NSW education minister Adrian Piccol has announced a process of “community consultation on the reform of TAFE and the vocational education and training sector in NSW”.
The NSW Liberal government plans to repeat its Victorian counterpart’s attacks on public education and further privatise vocational education. The government plans to encourage private colleges and universities to undercut TAFE providers. It will offer a publicly-funded student voucher system to achieve this.
Private providers will be financed by public funding for every student they attract through the proposed voucher system. Students on low incomes would also be forced to repay HECS-style student loans once they begin working. These attacks were announced in a discussion paper released on September 28.
Charging students for the right to be educated is likely to discourage people on low incomes from post-school education for fear of accruing further debt. Peter de Graaff, the assistant general-secretary of post-school education with the NSW Teachers Federation, told the September 29 Sydney Morning Herald: “Students are already entitled to go to TAFE now at a modest cost. What we’ve seen in Victoria is that a student entitlement means driving fees up and it means forcing people into debt.”
Greens MP John Kaye condemned the student loans proposal.
“It will put an even greater financial burden on the shoulders of students. Adrian Piccoli is clearly playing with the same disastrous privatisation agenda that is devastating TAFE and pushing up student fees and charges in Victoria. In the brave new world of training markets, students will pay more and TAFE will be forced into a race to the bottom in quality,” he told the SMH.

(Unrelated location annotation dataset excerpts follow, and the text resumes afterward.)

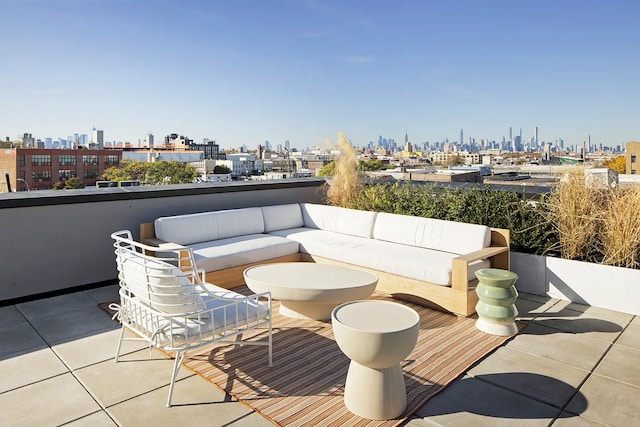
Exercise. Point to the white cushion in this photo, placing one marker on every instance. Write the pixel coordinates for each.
(234, 251)
(449, 236)
(340, 220)
(279, 217)
(159, 284)
(203, 227)
(409, 261)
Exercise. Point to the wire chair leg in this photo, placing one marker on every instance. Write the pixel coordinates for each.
(119, 344)
(176, 368)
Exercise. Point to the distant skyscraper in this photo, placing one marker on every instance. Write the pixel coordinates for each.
(98, 138)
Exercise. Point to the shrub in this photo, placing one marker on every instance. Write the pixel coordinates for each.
(530, 231)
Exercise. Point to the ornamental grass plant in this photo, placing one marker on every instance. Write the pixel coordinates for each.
(575, 210)
(620, 231)
(346, 178)
(574, 221)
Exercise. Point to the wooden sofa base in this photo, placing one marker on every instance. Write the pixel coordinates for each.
(444, 298)
(460, 299)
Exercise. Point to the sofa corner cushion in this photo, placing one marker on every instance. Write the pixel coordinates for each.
(352, 222)
(207, 226)
(449, 236)
(282, 217)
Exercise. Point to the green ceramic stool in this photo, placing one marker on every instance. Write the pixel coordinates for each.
(496, 306)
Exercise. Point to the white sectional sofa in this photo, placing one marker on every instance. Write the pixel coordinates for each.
(421, 259)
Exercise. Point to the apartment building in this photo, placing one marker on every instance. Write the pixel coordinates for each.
(40, 168)
(632, 154)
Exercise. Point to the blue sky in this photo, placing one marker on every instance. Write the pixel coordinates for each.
(242, 72)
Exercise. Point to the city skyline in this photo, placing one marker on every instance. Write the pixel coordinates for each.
(246, 72)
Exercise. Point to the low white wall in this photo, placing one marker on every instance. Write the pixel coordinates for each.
(613, 288)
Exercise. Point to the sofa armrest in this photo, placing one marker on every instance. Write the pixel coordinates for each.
(159, 243)
(498, 256)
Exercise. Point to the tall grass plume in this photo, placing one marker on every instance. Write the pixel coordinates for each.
(620, 231)
(346, 178)
(575, 210)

NSW has the largest vocational education and training system in Australia with more than 2000 training organisations and an estimated 830,000 students. TAFE NSW currently educates more than 550,000 TAFE students across 10 institutes and more than 130 campuses.
Under government’s plans, a public subsidy for a student is cashed in by whichever education provider the student chooses, forcing TAFEs to compete on every course they offer and close if they fail to attract enough students.

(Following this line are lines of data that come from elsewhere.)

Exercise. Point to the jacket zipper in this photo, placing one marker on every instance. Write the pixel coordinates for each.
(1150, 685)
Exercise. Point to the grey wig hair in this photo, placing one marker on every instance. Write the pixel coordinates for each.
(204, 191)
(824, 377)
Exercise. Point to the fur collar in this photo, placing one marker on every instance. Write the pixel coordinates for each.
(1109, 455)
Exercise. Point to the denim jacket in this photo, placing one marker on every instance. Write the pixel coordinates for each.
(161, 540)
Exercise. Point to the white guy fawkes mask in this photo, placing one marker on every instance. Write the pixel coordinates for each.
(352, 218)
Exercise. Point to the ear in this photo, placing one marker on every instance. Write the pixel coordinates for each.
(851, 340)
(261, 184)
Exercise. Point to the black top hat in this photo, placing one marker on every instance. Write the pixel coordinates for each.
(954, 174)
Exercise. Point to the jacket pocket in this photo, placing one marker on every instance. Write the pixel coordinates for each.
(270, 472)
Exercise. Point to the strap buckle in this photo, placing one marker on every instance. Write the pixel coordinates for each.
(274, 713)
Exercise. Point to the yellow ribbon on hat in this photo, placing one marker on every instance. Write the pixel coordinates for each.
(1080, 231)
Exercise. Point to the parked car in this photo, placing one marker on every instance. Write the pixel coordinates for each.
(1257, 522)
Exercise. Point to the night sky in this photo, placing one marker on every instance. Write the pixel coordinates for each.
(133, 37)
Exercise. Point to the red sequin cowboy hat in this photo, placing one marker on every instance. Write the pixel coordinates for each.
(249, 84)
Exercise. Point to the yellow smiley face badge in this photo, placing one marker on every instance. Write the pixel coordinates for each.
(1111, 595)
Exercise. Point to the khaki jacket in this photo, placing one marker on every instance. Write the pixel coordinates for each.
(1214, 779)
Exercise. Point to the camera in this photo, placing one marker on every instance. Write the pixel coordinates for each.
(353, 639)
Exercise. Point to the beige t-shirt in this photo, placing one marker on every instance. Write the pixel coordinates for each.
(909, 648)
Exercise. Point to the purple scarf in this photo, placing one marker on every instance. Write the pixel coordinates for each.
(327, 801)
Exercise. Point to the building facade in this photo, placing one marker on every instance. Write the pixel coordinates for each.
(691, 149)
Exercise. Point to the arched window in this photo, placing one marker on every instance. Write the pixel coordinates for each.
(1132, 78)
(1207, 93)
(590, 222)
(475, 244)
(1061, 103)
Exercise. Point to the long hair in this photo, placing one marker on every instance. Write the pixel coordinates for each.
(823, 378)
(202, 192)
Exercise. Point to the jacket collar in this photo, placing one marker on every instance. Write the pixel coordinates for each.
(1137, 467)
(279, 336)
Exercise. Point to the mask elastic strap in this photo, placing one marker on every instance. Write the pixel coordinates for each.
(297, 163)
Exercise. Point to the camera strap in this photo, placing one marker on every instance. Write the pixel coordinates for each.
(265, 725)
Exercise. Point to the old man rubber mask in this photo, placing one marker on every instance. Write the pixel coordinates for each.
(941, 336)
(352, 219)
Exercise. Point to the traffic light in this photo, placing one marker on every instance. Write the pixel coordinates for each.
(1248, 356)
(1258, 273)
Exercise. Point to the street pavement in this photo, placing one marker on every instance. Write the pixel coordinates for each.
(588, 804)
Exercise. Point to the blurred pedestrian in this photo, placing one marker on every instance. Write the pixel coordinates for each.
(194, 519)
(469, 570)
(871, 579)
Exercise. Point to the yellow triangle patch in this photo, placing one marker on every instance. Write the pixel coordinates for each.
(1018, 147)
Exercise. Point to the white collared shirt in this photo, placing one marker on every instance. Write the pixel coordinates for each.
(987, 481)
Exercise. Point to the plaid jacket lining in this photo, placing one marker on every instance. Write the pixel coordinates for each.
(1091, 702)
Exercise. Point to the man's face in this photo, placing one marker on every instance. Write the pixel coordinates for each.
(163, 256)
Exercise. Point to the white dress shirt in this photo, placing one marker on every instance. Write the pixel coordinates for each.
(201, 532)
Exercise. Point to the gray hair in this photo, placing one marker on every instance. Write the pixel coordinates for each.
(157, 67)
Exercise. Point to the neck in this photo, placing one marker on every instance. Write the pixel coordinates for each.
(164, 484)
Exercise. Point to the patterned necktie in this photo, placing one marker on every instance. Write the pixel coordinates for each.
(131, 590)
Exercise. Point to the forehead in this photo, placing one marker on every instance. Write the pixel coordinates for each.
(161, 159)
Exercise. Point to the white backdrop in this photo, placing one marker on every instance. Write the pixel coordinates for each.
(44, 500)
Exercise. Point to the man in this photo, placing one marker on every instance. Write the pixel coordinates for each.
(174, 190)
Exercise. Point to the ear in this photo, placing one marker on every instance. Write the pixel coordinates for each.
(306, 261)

Private colleges can undercut TAFEs by providing an inferior education — forcing teachers onto lower rates of pay with lower working conditions, employing teachers with less qualifications and increasing class sizes.

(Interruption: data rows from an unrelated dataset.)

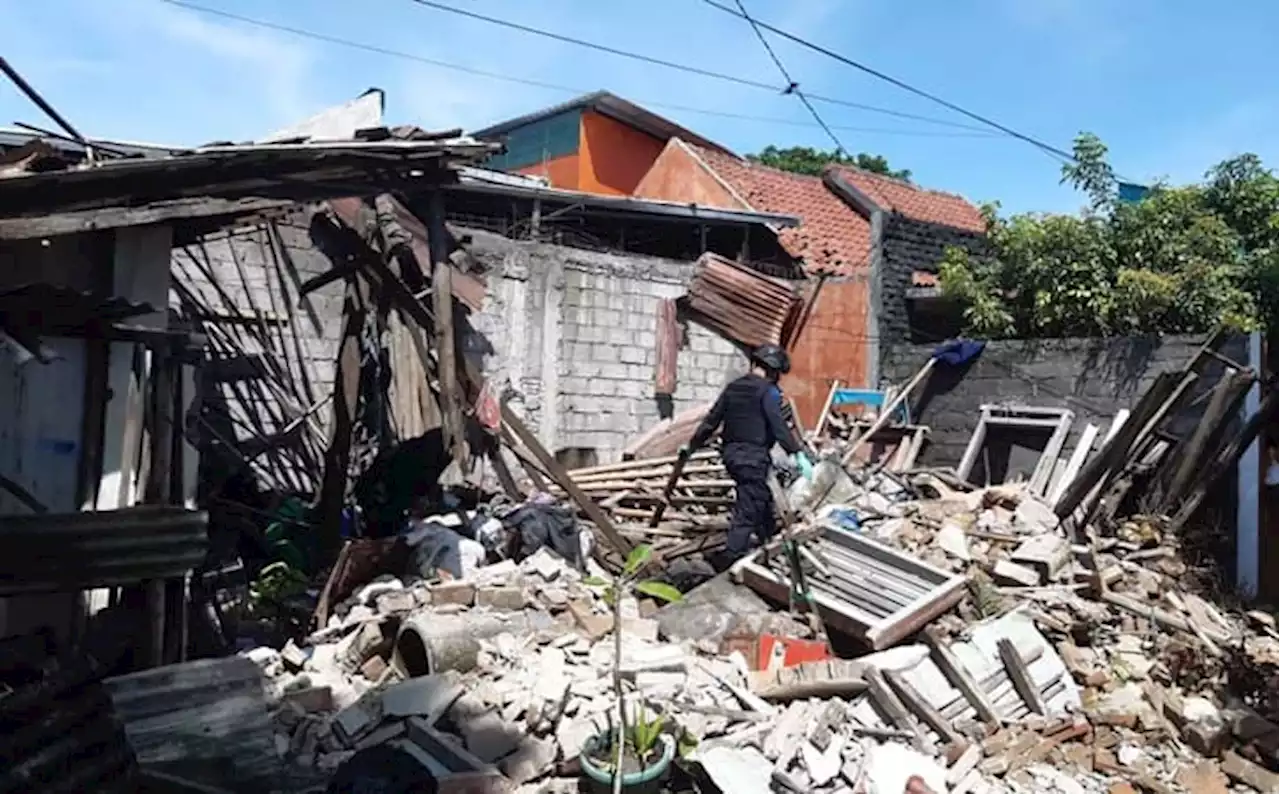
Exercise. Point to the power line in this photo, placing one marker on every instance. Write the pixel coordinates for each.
(680, 67)
(894, 81)
(535, 83)
(792, 86)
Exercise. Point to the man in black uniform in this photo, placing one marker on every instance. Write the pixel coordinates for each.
(750, 411)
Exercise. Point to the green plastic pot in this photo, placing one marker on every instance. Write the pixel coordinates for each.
(644, 779)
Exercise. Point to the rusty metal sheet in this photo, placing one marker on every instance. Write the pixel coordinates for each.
(63, 552)
(740, 304)
(202, 711)
(58, 730)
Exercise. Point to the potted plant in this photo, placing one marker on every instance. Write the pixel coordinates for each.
(632, 754)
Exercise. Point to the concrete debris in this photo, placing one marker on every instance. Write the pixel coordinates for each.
(1079, 669)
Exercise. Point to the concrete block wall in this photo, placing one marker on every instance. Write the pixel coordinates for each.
(1093, 378)
(574, 333)
(908, 246)
(571, 332)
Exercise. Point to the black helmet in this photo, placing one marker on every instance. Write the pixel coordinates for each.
(772, 357)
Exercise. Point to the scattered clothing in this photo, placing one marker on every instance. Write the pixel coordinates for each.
(539, 525)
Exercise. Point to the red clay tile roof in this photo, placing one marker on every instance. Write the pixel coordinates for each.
(832, 237)
(835, 237)
(915, 202)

Ultimately, teachers, student and the community lose out because teachers will be forced to do more work for less pay, students will accrue huge debts and the community will be serviced by graduates with inferior levels of education.
Last year, NSW TAFE and adult migrant education services (AMES) was stripped of $50 million worth of federal funding. The federal government's competitive tendering policy took funding from TAFE Language, Literacy and Numeracy Program (LLNP) courses. In NSW, many TAFEs lost their tenders to private providers.
Local audits of the LLNP at TAFE colleges showed that delivery was of high quality with successful outcomes. TAFE teachers had university teacher education qualifications and experience working with adult learners. Teachers in private colleges are paid well below the TAFE award and endure inferior working conditions.
As a result, students were pushed into lower quality education. Hundreds of TAFE and AMES-equivalent full-time teaching positions were lost.
Many students yet to finish TAFE or AMES courses were forced to attend private institutions. Many private providers lack infrastructure and university qualified teachers, as well as the counselling services offered by TAFE and AMES.